Le Conseil représentatif des institutions juives de France (CRIF) a en revanche déclaré avoir pris connaissance « avec trouble » des propos du président de la République.

« En laissant penser qu’Israël porte la responsabilité des morts civiles, qui sont bien entendu toutes à déplorer, cette déclaration ouvre la voie à une récupération par ceux qui comme LFI attisent les tensions et divisent la France », a déclaré l’organisation dans un communiqué, en demandant « une clarification de la position de la France ».

Mais alors que Paris appelle depuis jeudi à « œuvrer à un cessez-le-feu », le Premier ministre israélien Benyamin Netanyahou a sèchement répondu à Emmanuel Macron.

« Il a fait une erreur grave sur le plan factuel et sur le plan moral. Celui qui empêche l’évacuation des civils, ce n’est pas Israël, c’est le Hamas », a-t-il affirmé en conférence de presse. « La responsabilité des dommages causés aux civils ne doit pas être imputée à Israël, mais au Hamas. »
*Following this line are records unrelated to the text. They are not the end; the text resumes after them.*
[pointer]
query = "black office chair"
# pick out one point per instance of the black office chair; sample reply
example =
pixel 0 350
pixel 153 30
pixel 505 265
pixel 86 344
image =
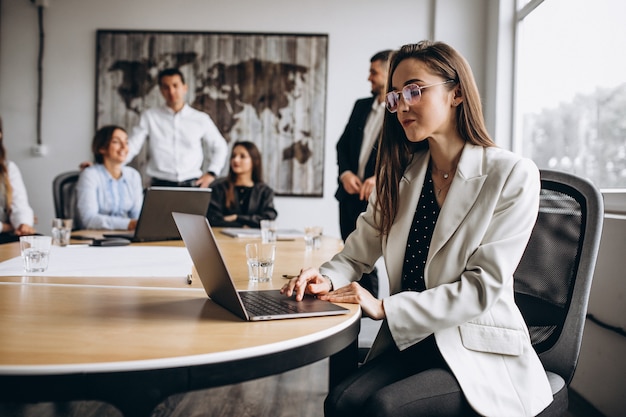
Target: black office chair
pixel 553 280
pixel 63 191
pixel 552 285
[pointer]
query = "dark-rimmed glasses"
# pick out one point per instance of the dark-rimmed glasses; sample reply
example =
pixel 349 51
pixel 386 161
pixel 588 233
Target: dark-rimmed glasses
pixel 411 94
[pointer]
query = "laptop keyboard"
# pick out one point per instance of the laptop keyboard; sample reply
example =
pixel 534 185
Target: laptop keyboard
pixel 257 304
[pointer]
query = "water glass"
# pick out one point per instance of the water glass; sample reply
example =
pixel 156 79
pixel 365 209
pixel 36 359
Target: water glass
pixel 313 237
pixel 268 231
pixel 35 251
pixel 61 231
pixel 260 257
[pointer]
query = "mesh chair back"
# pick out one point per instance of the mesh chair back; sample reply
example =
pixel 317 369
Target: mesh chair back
pixel 553 279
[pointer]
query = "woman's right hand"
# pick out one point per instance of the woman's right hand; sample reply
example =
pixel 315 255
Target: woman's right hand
pixel 310 281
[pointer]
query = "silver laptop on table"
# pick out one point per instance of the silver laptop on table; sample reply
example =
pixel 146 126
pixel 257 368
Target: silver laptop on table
pixel 155 221
pixel 219 286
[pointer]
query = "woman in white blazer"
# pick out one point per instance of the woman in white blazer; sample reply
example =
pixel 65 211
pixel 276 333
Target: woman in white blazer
pixel 451 216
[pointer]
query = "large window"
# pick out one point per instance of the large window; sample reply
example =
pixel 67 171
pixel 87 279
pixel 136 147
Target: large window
pixel 571 87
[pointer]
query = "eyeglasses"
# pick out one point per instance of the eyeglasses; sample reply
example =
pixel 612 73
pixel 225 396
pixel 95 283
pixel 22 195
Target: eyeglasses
pixel 411 94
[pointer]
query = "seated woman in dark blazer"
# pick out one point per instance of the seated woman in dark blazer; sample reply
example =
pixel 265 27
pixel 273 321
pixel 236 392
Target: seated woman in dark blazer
pixel 242 199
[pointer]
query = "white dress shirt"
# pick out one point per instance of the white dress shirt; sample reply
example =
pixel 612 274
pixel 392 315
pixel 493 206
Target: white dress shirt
pixel 21 212
pixel 180 143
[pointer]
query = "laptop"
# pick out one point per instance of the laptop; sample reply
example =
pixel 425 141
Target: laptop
pixel 219 286
pixel 155 221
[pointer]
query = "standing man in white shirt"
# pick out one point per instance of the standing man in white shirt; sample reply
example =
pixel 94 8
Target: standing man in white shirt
pixel 180 139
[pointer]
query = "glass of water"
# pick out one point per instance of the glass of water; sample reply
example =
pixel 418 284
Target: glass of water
pixel 35 252
pixel 260 257
pixel 61 231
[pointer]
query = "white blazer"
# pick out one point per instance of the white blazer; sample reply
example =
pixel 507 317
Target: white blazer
pixel 478 241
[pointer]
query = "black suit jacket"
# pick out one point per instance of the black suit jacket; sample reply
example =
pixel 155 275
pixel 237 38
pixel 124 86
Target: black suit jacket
pixel 260 206
pixel 349 145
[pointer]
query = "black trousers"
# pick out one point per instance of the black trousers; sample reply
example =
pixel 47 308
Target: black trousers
pixel 414 382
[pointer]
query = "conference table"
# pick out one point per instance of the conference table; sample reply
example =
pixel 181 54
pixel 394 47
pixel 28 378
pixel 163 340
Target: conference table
pixel 132 341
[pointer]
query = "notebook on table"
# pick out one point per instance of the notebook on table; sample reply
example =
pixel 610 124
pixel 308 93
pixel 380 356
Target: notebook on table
pixel 219 286
pixel 155 221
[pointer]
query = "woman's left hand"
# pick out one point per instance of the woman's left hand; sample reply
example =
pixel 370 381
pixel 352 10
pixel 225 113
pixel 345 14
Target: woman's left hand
pixel 355 294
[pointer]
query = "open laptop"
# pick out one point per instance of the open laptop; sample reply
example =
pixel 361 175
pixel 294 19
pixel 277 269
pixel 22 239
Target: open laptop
pixel 219 286
pixel 155 221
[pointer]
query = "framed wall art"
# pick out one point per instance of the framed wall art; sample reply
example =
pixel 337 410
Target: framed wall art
pixel 269 88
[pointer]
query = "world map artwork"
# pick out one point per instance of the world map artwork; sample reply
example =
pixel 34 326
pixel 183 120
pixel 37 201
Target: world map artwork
pixel 269 89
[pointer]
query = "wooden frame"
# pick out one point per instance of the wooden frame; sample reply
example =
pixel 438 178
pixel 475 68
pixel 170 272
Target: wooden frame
pixel 266 88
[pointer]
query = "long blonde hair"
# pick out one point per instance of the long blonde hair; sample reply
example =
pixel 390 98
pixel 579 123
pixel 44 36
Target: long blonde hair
pixel 395 151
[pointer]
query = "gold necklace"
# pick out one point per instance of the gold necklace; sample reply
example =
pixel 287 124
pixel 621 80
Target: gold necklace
pixel 444 174
pixel 439 190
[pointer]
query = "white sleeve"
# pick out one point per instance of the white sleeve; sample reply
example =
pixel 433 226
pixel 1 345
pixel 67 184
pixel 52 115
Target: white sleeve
pixel 21 212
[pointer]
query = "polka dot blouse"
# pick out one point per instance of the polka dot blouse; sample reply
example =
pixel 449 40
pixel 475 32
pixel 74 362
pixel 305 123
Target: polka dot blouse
pixel 419 239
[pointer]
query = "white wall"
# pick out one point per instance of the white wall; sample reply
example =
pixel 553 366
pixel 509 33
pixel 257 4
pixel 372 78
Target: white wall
pixel 356 29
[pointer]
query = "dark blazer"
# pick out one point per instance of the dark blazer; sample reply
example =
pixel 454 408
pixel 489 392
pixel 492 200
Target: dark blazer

« Si nous offrons une immunité à ces organisations terroristes qui commettent un double crime, qui, d’abord, ciblent nos civils mais en plus se cachent derrière leur propre population civile, si nous leur offrons une immunité, nous garantissons que c’est quelque chose qui va se propager, je le dis au président français et à nos autres amis à travers le monde, cela arrivera jusqu’à vous », a-t-il menacé en concluant : « Nous n’avons pas besoin de ces leçons de morale. »

« Beaucoup de douleur »

Dimanche, la présidence israélienne a diffusé un communiqué pour annoncer que Macron avait contacté son homologue israélien Isaac Herzog afin de dire qu’il n’« accusait pas Israël de porter atteinte intentionnellement aux civils ».

La présidence israélienne a salué cet échange téléphonique qui a permis à Emmanuel Macron de « clarifier » ses propos, lesquels « ont causé beaucoup de douleur et de contrariété en Israël ». 

Le président français a précisé que ses commentaires à la BBC « concernaient la situation humanitaire, qui reste une question importante pour lui et pour de nombreux pays », a-t-elle ajouté. 

Selon la présidence israélienne, Emmanuel Macron a également « souligné qu’il soutenait sans équivoque le droit et le devoir d’Israël à se défendre et a exprimé son soutien à la guerre menée par Israël contre le Hamas ». 

« Le président a prononcé des paroles qui n’étaient pas pensables 48 heures plus tôt, et qui viennent rompre l’unanimisme pesant d’un Occident faisant bloc autour d’Israël depuis le choc du 7 octobre, mais coupé des émotions du reste du monde », a analysé l’éditorialiste Pierre Haski ce lundi sur France Inter, dans sa rubrique « Géopolitique ».

« La crainte d’Israël, et c’est ce qui explique cette sur-réaction, c’est que la France, en rompant les rangs occidentaux, n’entraîne d’autres pays dans sa critique des bombardements massifs. En tapant fort, Netanyahou pense, à juste titre, que les autres Occidentaux s’abstiendront. Au moins pour un temps. »

Selon Le Figaro, plusieurs ambassadeurs de France au Moyen-Orient et dans certains pays du Maghreb ont collectivement rédigé et signé une note dans laquelle ils regrettent le virage pro-israélien pris par Emmanuel Macron. Un diplomate, qui a souhaité garder l’anonymat et qui a lu la note, cité par le quotidien, explique que les ambassadeurs dissidents regrettent cette ligne « en rupture avec [la] position traditionnellement équilibrée entre Israéliens et Palestiniens ».